Olivia breathed a sigh of relief.
“Which means you’ve earned yourself $2000 dollars, and another zap from the device.”
It was infuriating for Olivia to watch the way Jacob struggled with the remote. He even dropped it for a second before catching it middair just before it hit the ground.
There was the sound like a sonic jet -- and then another one, as the helmet again sprang to life.
Olivia didn’t have time to process why there would be *two* sounds in quick succession, as a much stronger feeling hit her than before. The other zaps had been almost kind and gentle. Pleasant in a way. This one wasn’t playing around.
It hit Olivia like a truck, causing her to roll her head back in pleasure. The feeling between her legs that she had noticed before returned, but instead of a light tickle she felt herself getting incredibly aroused and rubbing her legs together.
A blissful, empty smile went across her lips, and she moaned and ran her hands over her body, enjoying the sensations. However, soon, much too soon, they were gone.
“Olivia, I’m so sorry about that, I don’t know what’s gotten into me,” Jacob said. “I’ve accidentally hit the remote twice - which I’m told by the technician is something I’m *really* not supposed to do. Very bad for the machine, and, uh, well don’t worry about any burnt hair you might smell! I’m told your IQ is now around 156.”
Olivia processed his words, and her face turned red with anger.
“156?” she said. “It should be, uh, wait a second - it should be 171! Even with two zaps it should only be 163. How could this happen?”
Jacob’s smile widened. “I’m sorry Olivia, these things happen. Tell you what, to make things a little more fair, I’m going to hand this remote to you,” he reached over to Olivia and handed her the remote. “There. Now you can zap yourself. No more of my fumblefingers tonight. And, normally you’d have to wait until the $5000 dollar question to get lifelines, but we’re going to give you your lifelines a little early. How does that sound?”

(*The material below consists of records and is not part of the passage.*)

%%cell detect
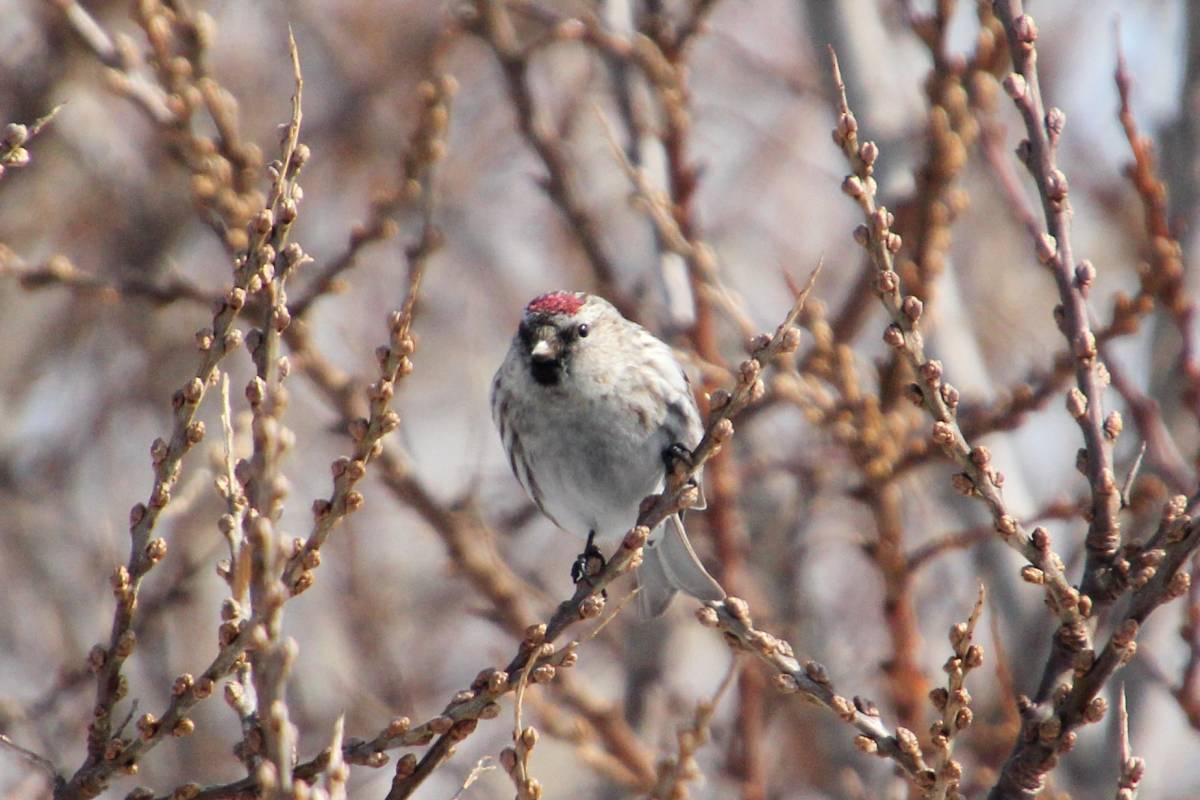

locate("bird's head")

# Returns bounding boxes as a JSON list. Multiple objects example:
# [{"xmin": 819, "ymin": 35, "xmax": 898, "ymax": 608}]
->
[{"xmin": 517, "ymin": 291, "xmax": 617, "ymax": 386}]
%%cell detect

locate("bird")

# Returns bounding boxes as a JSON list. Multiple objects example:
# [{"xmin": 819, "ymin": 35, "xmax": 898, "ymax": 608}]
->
[{"xmin": 491, "ymin": 290, "xmax": 725, "ymax": 618}]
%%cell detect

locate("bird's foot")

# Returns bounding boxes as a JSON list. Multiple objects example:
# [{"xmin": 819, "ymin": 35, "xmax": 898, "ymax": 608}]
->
[
  {"xmin": 571, "ymin": 530, "xmax": 608, "ymax": 600},
  {"xmin": 662, "ymin": 441, "xmax": 695, "ymax": 483}
]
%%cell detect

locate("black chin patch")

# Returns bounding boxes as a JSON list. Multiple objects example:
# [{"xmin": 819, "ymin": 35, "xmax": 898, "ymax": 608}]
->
[{"xmin": 529, "ymin": 359, "xmax": 563, "ymax": 386}]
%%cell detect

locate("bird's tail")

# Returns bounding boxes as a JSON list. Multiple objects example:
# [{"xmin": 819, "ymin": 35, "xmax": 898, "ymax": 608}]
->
[{"xmin": 637, "ymin": 515, "xmax": 725, "ymax": 619}]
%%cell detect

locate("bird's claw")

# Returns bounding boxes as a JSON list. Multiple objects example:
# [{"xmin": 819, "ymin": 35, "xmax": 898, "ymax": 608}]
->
[
  {"xmin": 662, "ymin": 441, "xmax": 696, "ymax": 483},
  {"xmin": 571, "ymin": 530, "xmax": 608, "ymax": 600}
]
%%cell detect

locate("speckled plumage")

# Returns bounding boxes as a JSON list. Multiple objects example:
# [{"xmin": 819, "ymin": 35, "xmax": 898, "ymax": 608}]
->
[{"xmin": 492, "ymin": 293, "xmax": 724, "ymax": 614}]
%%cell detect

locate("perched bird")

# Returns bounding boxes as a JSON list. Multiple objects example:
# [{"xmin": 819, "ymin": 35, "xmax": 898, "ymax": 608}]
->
[{"xmin": 492, "ymin": 291, "xmax": 725, "ymax": 616}]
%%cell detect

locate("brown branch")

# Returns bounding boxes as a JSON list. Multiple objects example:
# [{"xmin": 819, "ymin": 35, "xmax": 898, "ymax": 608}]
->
[
  {"xmin": 995, "ymin": 0, "xmax": 1121, "ymax": 606},
  {"xmin": 1114, "ymin": 29, "xmax": 1200, "ymax": 429},
  {"xmin": 830, "ymin": 37, "xmax": 1092, "ymax": 734},
  {"xmin": 696, "ymin": 597, "xmax": 935, "ymax": 788},
  {"xmin": 460, "ymin": 0, "xmax": 632, "ymax": 313},
  {"xmin": 988, "ymin": 515, "xmax": 1200, "ymax": 800},
  {"xmin": 649, "ymin": 657, "xmax": 738, "ymax": 800},
  {"xmin": 55, "ymin": 28, "xmax": 306, "ymax": 798},
  {"xmin": 288, "ymin": 74, "xmax": 457, "ymax": 318},
  {"xmin": 0, "ymin": 106, "xmax": 62, "ymax": 179},
  {"xmin": 1115, "ymin": 686, "xmax": 1146, "ymax": 800},
  {"xmin": 928, "ymin": 584, "xmax": 985, "ymax": 800}
]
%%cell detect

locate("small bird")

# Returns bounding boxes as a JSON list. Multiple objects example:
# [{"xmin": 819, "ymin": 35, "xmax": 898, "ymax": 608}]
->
[{"xmin": 492, "ymin": 291, "xmax": 725, "ymax": 616}]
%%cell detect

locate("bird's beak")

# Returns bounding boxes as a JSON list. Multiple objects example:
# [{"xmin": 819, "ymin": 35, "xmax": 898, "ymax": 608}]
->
[{"xmin": 529, "ymin": 325, "xmax": 563, "ymax": 363}]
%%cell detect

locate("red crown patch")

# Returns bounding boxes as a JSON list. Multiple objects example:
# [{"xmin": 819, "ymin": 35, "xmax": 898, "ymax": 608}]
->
[{"xmin": 526, "ymin": 291, "xmax": 583, "ymax": 314}]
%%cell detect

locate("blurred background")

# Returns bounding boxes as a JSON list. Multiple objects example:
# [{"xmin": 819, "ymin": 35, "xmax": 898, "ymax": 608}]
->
[{"xmin": 0, "ymin": 0, "xmax": 1200, "ymax": 799}]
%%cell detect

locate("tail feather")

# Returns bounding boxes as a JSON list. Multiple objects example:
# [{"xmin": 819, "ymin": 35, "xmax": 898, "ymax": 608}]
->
[{"xmin": 637, "ymin": 515, "xmax": 725, "ymax": 618}]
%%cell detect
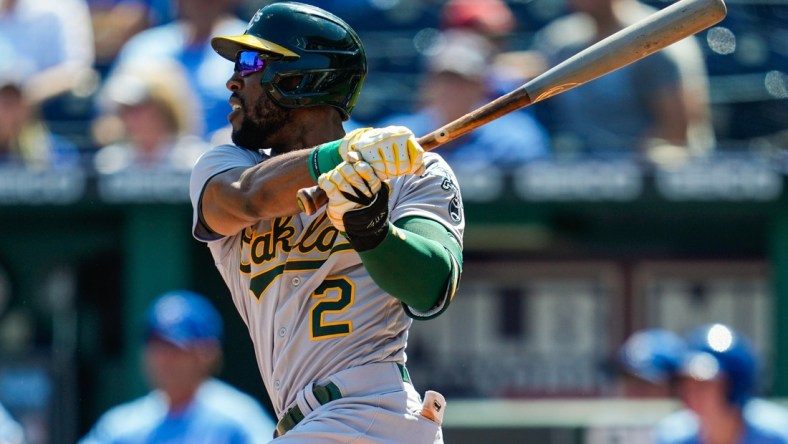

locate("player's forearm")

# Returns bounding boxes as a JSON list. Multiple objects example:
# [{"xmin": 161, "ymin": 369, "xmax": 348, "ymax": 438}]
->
[{"xmin": 359, "ymin": 219, "xmax": 462, "ymax": 312}]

Olivia frowned. This was so unfair! She slowly did the math in her head, and realized the odds were still in her favor. Not as much as a sure thing as before, but still very doable. She knew that it was accept this compromise, or possibly have her appearance on the show thrown out. It took at least a week for a drained brain to be massaged back into shape, and Descent didn’t have the money, time or inclination to wait for her to get back up to her original IQ just so she could have a do-over.
“I guess I’ll keep playing,” Olivia mumbled angrily.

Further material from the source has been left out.